Non-compliance with the Labour Court Rules and Practice Manual vs Access to Justice: A balancing exercise

In Greater Taung Local Municipality v South African Local Government Bargaining Council and others [2023] ZALAC 1 (16 January 2023), the employer sought to review an arbitration award but was out of time when filing the record of the arbitration proceedings.

13 Feb 2023 3 min read Employment Law Alert Article

At a glance

  • The employer in the case of Greater Taung Local Municipality v South African Local Government Bargaining Council sought to review an arbitration award but filed the record of proceedings late.
  • The Labour Appeal Court (LAC) considered whether the Labour Court (LC) erred in making the arbitration award an order of court while knowing the employer's intention to bring an application for reinstatement.
  • The LAC ruled that the LC failed to consider the employer's right to seek the reinstatement of the review application and the impact of making the arbitration award an order of court, setting aside the decisions and providing directions for further proceedings.

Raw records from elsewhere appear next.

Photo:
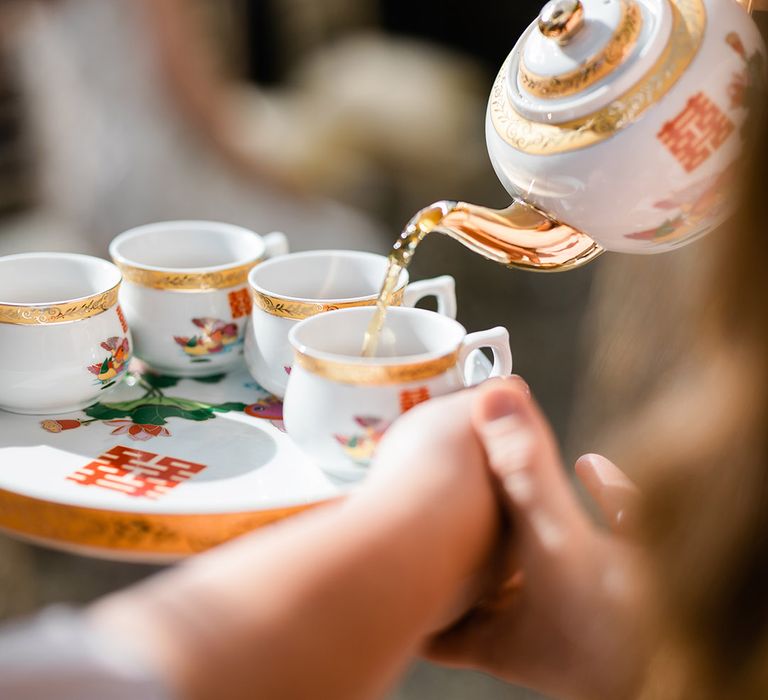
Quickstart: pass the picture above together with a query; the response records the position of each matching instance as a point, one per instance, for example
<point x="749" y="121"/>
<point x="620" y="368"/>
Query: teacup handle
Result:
<point x="497" y="339"/>
<point x="442" y="288"/>
<point x="277" y="244"/>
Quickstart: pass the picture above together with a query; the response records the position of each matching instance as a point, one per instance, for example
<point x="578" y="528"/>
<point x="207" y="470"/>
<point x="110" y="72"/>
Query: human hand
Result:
<point x="566" y="619"/>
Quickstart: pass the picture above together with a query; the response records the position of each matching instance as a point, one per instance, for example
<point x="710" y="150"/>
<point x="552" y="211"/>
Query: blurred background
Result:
<point x="334" y="121"/>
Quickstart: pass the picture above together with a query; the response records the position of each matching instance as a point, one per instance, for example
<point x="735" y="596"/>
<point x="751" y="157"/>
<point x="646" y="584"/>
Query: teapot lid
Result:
<point x="581" y="54"/>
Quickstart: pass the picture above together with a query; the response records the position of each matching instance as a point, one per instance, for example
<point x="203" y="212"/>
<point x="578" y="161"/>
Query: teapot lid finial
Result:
<point x="561" y="19"/>
<point x="581" y="53"/>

The Labour Appeal Court (LAC) considered whether the Labour Court (LC) misdirected itself when making the arbitration award an order of court with the knowledge that that the employer intended to bring an application for the reinstatement of the application.

For context, the facts of the matter are that the employee was charged with “gross insubordination and unbecoming behaviour” for taking leave which was not authorised. The employer dismissed him after a guilty verdict. Aggrieved by his dismissal, he referred an unfair dismissal claim to the bargaining council which found in his favour and ordered that he be retrospectively reinstated.

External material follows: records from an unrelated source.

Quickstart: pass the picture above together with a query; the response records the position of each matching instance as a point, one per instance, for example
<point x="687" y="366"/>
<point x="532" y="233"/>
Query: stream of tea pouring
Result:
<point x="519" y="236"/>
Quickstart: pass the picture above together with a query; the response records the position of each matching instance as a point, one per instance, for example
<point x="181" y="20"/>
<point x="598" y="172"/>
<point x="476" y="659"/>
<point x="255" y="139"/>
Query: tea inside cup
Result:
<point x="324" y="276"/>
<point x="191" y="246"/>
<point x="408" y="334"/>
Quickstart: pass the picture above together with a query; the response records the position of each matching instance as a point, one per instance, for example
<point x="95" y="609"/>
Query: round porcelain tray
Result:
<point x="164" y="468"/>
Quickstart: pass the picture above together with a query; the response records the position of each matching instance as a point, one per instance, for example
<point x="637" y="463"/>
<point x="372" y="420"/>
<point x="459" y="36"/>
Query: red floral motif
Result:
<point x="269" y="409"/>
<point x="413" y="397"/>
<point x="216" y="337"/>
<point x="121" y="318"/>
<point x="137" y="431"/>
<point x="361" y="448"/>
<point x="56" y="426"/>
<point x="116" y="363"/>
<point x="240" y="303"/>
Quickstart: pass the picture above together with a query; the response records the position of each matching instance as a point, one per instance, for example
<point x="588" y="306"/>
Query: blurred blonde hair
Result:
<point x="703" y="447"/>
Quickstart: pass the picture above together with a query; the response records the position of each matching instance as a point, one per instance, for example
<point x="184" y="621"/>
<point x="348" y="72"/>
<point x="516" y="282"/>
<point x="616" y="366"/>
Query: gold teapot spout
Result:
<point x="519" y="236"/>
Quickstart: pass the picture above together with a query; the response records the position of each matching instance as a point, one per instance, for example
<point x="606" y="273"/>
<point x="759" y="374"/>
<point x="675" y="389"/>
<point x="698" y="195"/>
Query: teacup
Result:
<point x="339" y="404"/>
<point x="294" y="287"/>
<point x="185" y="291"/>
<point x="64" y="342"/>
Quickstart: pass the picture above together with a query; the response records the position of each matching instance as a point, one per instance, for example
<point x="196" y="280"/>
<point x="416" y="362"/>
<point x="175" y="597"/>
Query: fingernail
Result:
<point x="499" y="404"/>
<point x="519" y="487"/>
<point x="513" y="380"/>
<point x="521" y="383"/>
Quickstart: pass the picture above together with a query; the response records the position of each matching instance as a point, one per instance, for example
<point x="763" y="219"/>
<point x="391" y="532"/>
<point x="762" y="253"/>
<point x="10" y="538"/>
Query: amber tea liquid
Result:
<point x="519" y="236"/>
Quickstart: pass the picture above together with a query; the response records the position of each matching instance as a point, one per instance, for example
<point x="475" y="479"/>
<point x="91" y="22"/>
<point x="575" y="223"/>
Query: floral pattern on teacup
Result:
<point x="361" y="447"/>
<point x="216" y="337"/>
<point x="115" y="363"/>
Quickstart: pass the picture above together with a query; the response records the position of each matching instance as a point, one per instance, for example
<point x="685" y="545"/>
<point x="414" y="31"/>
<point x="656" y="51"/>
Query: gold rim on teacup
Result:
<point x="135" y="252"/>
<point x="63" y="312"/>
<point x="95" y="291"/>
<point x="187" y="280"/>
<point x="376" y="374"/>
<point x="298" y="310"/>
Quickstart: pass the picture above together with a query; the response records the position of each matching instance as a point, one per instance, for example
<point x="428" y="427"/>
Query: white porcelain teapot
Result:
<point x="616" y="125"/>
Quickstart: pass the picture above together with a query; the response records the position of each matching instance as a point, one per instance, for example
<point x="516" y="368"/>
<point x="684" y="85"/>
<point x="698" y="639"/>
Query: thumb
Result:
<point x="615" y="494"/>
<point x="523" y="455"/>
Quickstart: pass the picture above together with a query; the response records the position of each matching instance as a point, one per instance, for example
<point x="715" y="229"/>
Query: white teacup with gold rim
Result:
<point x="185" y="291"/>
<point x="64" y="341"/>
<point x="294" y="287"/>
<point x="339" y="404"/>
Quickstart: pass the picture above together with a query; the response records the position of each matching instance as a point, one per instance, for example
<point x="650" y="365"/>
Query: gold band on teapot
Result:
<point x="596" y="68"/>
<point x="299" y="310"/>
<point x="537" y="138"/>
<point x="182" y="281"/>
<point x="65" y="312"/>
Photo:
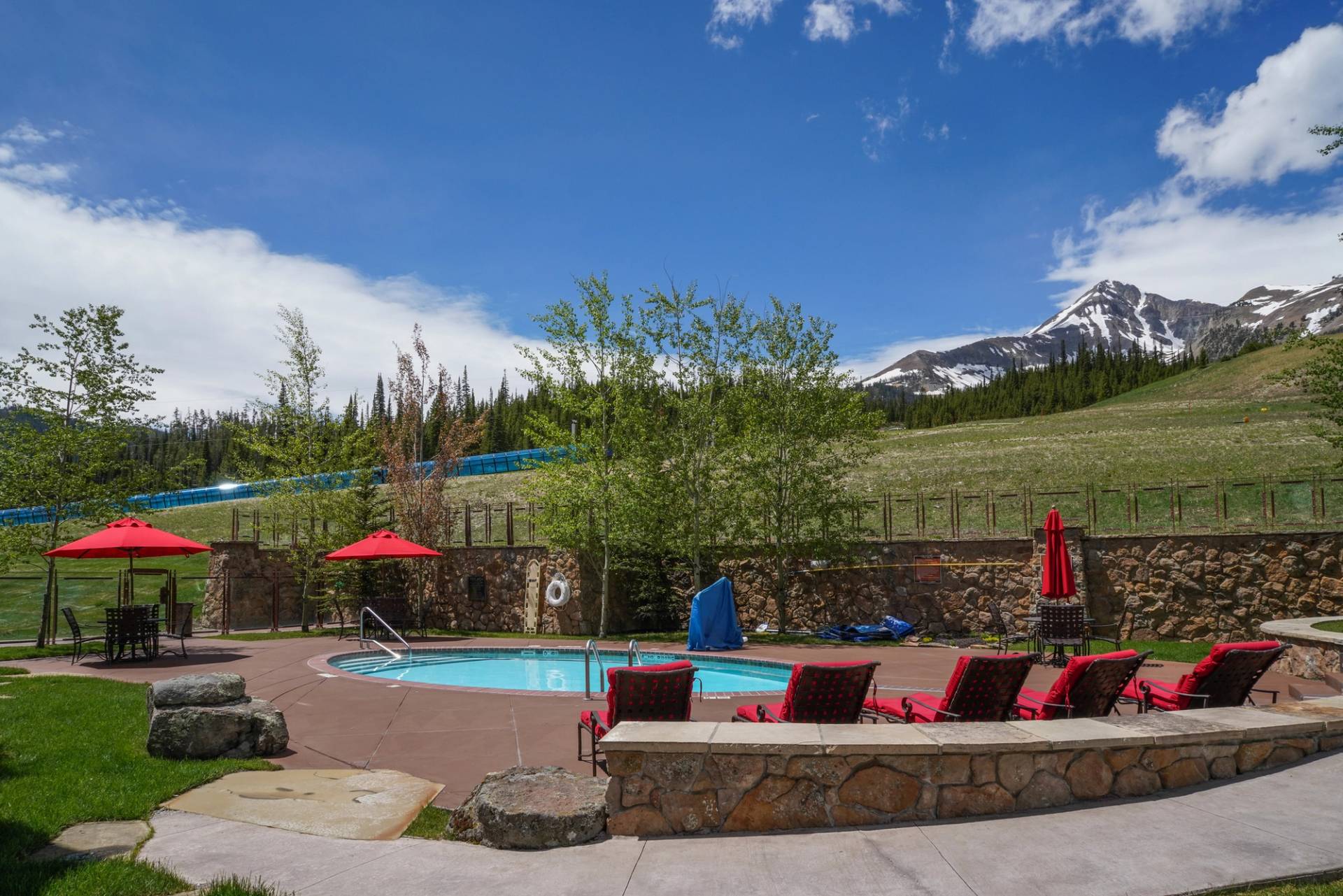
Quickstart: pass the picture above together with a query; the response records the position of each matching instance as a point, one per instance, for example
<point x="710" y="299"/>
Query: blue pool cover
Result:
<point x="713" y="620"/>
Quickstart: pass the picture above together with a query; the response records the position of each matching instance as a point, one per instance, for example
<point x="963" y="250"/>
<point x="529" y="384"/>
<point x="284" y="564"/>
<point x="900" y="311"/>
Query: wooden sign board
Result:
<point x="928" y="569"/>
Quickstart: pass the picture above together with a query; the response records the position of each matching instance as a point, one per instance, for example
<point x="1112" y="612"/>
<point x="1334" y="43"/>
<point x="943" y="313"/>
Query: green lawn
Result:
<point x="74" y="750"/>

The employer took the matter on review; however, it filed the record of proceedings outside the prescribed 60-day period stipulated in paragraph 11.2.2 of the Labour Court Practice Manual. The employee then proceeded to bring a Rule 11 application to dismiss the review application and an application in terms of section 158(1)(c) of the Labour Relations Act 66 of 1995, as amended (LRA) to make the arbitration award an order of court. The employer opposed the Rule 11 application but did not file its answering affidavit within the stipulated time period and also did not seek condonation. The employee objected to the late filing without condonation.

The LC did not condone the late filling of the employer’s answering affidavit and so the Rule 11 application was treated as unopposed. The LC further found that because the employer’s review application had been deemed withdrawn in terms of paragraph 11.2.3 of the practice manual, the only option left for the employer was to bring an application for the reinstatement of its review application.

With regard to the application to make the arbitration an order of court, the LC found in favour of the employee and made the arbitration award a court order. Aggrieved by the order of the LC, the employer sought leave to appeal to the LAC, which was granted.

Before the LAC

The LAC noted that an arbitration award which is made an order of court is not reviewable but appealable because of its effect. The employer argued that the LC misdirected itself by making an arbitration award an order of court in terms of section 158(1)(c) of the LRA, where in the same judgment, it held the employer could have reinstated its review application if it desired to do so. It argued that both cannot operate simultaneously.

The LAC set out the requirements to seek an order in terms of section 158(1)(c) of the LRA, which is (a) “the agreement or award is sufficiently clear to enable the defaulting party to know exactly what it should do to comply with it” and (b) “the defaulting party has failed to comply with the terms of the agreement or award”. The LAC held that once these two requirements are met, the LC must exercise its discretion when making the order and in the process must take into account “all relevant facts and circumstances” that are “necessary to satisfy the demands of law and fairness”.

The LAC held that the LC failed to meet the demands of law and fairness by not considering the fact that the employer had the right to seek the reinstatement of its review application. Importantly, the LAC also held that the LC did not consider the effect that the order would have on its ability to bring a review application. The LC set the decisions of the LC aside and gave directions for the further conduct of the matter.

In closing, the LAC established that once an arbitration award is made an order of court, it is not reviewable and by doing so the LC denied the employer the opportunity to reinstate the review application, especially after being fully aware that that is what the employer intended to do. This case speaks to the importance of observing the rules of the LC, read together with the provisions of the LRA, however, it is also important to note that the rules are designed to safeguard the right to a fair hearing and access to justice and not hinder an exercise of those rights.